HMAC Generator
SecurityCompute HMAC message authentication codes using SHA-256, SHA-512, or MD5 with a custom secret key. Verify API signatures and authenticate messages online.
HMAC is computed entirely in your browser via the WebCrypto API — keys never leave your device.
Secret Key
Message
HMAC-SHA-256 Signature
HMAC signature will appear here
About HMAC Generator
The HMAC Generator computes Hash-based Message Authentication Codes using a shared secret key and your choice of underlying hash function — SHA-256 (recommended), SHA-512 (maximum hash strength), SHA-1 (legacy), or MD5 (compatibility only). HMAC simultaneously provides data integrity (the message has not been altered) and authenticity (the sender knows the secret key), making it the standard mechanism for signing API requests, validating webhook payloads (GitHub, Stripe, Twilio), and constructing JWT signatures. Computation runs in the browser via the Web Crypto API, so neither the message nor the secret key is transmitted to any server.
Features
- ✓Supports HMAC-SHA-256, HMAC-SHA-512, HMAC-SHA-384, HMAC-SHA-1, and HMAC-MD5
- ✓Secret key input supports plain text or hex-encoded binary keys
- ✓Output in lowercase hex, uppercase hex, and base64 for all common use cases
- ✓Verify mode: compare a computed HMAC against an expected value with constant-time equality
- ✓Message input accepts plain text with UTF-8 encoding (standard for most APIs)
- ✓One-click copy of each output format
- ✓Runs via the Web Crypto API (SubtleCrypto.sign) for browser-native performance
- ✓Shows byte length of the key and message as a debugging aid
- ✓100 % client-side — secret keys and messages never leave your browser
Common Use Cases
- Verifying a webhook signature from GitHub, Stripe, Twilio, or other services
- Generating the HMAC-SHA256 signature component for AWS Signature Version 4 request signing
- Debugging API authentication by computing and comparing HMAC values step by step
- Validating that a JWT HS256 or HS512 signature is correct for a given payload and secret
- Signing outgoing webhook payloads in a server application and verifying the signature client-side
- Testing HMAC library implementations in different languages against a known-correct reference value
- Computing HMAC-based one-time passwords (HOTP) as a building block for 2FA systems
- Authenticating data transfers in IoT or embedded systems during development and testing
Frequently Asked Questions
QWhat is the difference between a hash and an HMAC?

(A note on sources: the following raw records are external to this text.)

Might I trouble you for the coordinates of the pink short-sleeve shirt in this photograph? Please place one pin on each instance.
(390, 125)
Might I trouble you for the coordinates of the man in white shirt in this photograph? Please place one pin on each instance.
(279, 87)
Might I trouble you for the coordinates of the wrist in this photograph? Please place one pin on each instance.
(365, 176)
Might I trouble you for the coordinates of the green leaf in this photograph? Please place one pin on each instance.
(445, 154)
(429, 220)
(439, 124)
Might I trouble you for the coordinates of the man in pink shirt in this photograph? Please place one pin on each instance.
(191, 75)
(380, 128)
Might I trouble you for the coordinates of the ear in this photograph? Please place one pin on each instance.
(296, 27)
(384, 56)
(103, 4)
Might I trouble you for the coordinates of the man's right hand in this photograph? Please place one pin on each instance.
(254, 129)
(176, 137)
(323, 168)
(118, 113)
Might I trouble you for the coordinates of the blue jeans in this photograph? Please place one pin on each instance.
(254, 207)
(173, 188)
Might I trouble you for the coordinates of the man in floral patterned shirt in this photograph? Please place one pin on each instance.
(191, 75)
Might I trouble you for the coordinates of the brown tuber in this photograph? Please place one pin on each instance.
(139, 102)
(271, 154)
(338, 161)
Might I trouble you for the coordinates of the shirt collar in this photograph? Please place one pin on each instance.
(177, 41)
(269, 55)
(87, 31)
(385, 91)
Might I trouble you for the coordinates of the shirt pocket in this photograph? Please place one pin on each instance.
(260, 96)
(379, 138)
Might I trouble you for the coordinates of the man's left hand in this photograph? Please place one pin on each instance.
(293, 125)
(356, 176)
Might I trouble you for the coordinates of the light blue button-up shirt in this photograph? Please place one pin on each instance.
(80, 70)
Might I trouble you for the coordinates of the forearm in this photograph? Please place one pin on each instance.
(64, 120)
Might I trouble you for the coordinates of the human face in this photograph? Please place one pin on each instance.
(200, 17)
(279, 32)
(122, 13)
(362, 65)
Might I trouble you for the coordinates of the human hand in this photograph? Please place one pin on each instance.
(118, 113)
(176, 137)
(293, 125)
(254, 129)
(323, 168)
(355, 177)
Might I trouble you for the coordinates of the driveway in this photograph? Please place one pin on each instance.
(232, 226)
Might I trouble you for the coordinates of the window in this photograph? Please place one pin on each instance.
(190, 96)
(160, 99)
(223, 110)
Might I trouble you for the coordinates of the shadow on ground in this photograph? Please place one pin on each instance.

A plain cryptographic hash (e.g., SHA-256) produces a fixed-size digest of a message but provides no authentication — anyone can recompute it without knowing a secret. An HMAC mixes a secret key into the hash computation using a defined scheme (HMAC = hash(key ⊕ opad ∥ hash(key ⊕ ipad ∥ message))), so only parties that know the key can produce or verify the MAC. This makes HMAC suitable for message authentication where a hash alone is not.
QWhich HMAC algorithm should I use?
HMAC-SHA-256 is the best choice for most applications. It is mandated by many security standards (RFC 7519 for JWT HS256, AWS Signature V4) and provides 128 bits of security. HMAC-SHA-512 doubles the output size and is appropriate for very high-security contexts. Avoid HMAC-MD5 in new designs — while it has no known HMAC-specific breaks, MD5 is deprecated and may trigger security scanners.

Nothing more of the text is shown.